With Peter finally completely back on the show, Fringe took a turn towards some interesting territory. I’ll offer some confusing thoughts about “Novation” after the jump.

In blogging about television, I switch between wearing three different (figurative) hats. The first is my fan hat, which I usually reserve for squeeing about Cougar Town or NTSF:SD:SUV::. The second is my analytical hat, which I use to examine stories on a deeper level, like I do when I write my rewatch posts. The third is my “serious television discussion” hat, which I use when I write episode reviews or other pieces related to my feelings on TV shows. It’s also the hat that is the trickiest to define. When I’m wearing it, I want to discuss what I like or what I don’t like about a certain series, but I also want to discuss how that series works as a TV show.

Thus, when I wear my STD hat – God, that’s a terrible acronym – I ask myself a couple of questions: 1) Is this show doing what I think it should be doing? 2) How well is this show doing what it is doing? In the case of Fringe, right now the answer to the former is an unequivocal “no.” I am definitely not a supporter of the direction that the show chose to take at the end of the season 3 finale. As for the second question, after the first three episodes, the answer was “pretty poorly,” but now I’m not so sure.

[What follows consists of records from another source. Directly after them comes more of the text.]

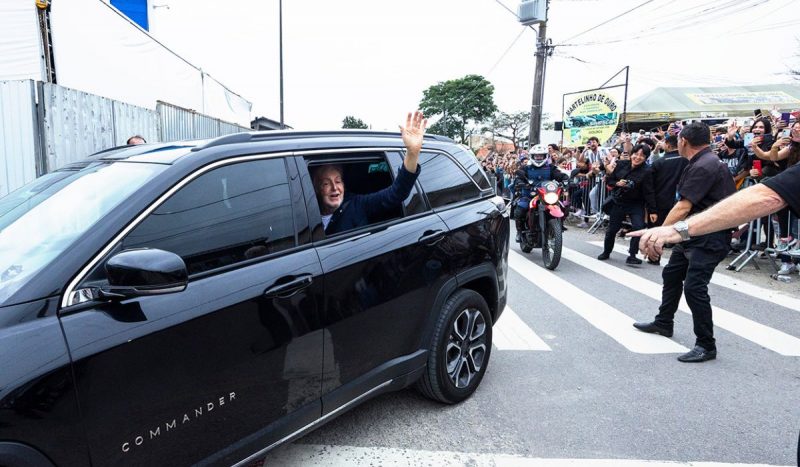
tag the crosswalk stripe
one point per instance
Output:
(601, 315)
(511, 333)
(302, 455)
(724, 280)
(762, 335)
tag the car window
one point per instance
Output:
(444, 182)
(470, 162)
(360, 178)
(230, 214)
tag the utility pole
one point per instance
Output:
(280, 48)
(543, 49)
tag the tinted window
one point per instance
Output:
(470, 162)
(443, 180)
(227, 215)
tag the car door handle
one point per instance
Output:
(287, 289)
(431, 237)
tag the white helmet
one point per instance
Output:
(539, 156)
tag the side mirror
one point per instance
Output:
(144, 271)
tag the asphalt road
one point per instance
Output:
(570, 383)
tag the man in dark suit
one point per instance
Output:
(341, 212)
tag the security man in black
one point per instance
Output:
(705, 181)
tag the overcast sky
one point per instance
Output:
(373, 58)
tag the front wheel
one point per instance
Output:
(551, 247)
(459, 352)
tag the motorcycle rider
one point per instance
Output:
(540, 168)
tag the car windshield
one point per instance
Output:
(44, 218)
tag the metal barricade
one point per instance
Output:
(753, 245)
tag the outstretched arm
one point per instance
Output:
(412, 134)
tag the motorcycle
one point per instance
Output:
(543, 228)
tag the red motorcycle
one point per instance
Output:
(543, 228)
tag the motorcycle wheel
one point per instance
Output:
(551, 248)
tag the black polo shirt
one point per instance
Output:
(787, 185)
(705, 181)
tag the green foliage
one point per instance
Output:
(457, 102)
(353, 122)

Look, the show still hasn’t answered any questions about where the hell Peter disappeared to, what’s going on in the alternate universe, or what Michelle Krusiec’s shapeshifter character is up to (though the typewriter at the end of the episode seems to indicate that she’s working with people from the Other Side). The show is still stopping for exposition-y scenes every ten minutes or so to explain what’s going on in this timeline and how it differs from the other timeline. I still don’t care about these new versions of Lincoln and Olivia. I still don’t see what the show gained by writing Peter out and then writing him back in. These are all bad things.

But maybe I’ve become accustomed to those things, or maybe I missed the show a lot when it was on hiatus for the World Series, because I really enjoyed “Novation.” And that’s coming from someone who was anticipating the worst and was preparing to trash the episode in this very blog post. However, I’m having trouble justifying that enjoyment. I can’t pinpoint what this show is specifically doing better now than it was doing pre-hiatus.

The thing is, I’m also a Fringe fan, and I’m in the process of writing a series of pieces that analyze the first 3 seasons on a deeper level. (I promise I’ll be done with it soon!) So, I’m just going to throw my STD hat out the window (along with that awful acronym) and instead put on my other two hats. (At the same time. I’m making a fashion statement, folks.)

As a fan, I was happy to see Peter back on the show (and I’m not even someone who particularly likes Joshua Jackson’s acting). I got a kick out of how casually he was helping the FBI crack the shapeshifter’s data disk. I also liked seeing Arye Gross on my TV screen, probably because he’s the erstwhile Perlmutter from Castle. As for the case this week, it wasn’t very substantial, but the more the body count grew, the more exciting it became, and anything as weird as those instant transformations gets a case a free pass in my book.

As an analyst, I really appreciated the scenes where Walter and Peter talked face-to-face. The relationship between father and son has always been one of the strongest parts of the show, and Walter seeing his very real, grown-up son as temptation was heartbreaking. John Noble was at his best here, showing Walter’s struggle to reconcile his scientific beliefs with his spiritual ones masterfully.

But as someone who wants to discuss television seriously, “Novation” was plagued with all the same problems as the rest of this season’s episodes, though perhaps to a lesser degree. Nonetheless, I enjoyed it a lot. I’m beginning to think that Fringe might no longer be worth writing about on a weekly basis. As someone who wants to discuss television seriously, I’ll probably make the same complaints about every one of this season’s episodes. But as a fan, I don’t feel the need to justify how I feel about this show. The last thing I want to happen is for my enjoyment of the show to be adversely affected by my writing about it. So, we’ll see how the next couple of episodes go, and after that, I’ll make a decision about whether or not to keep writing about Fringe.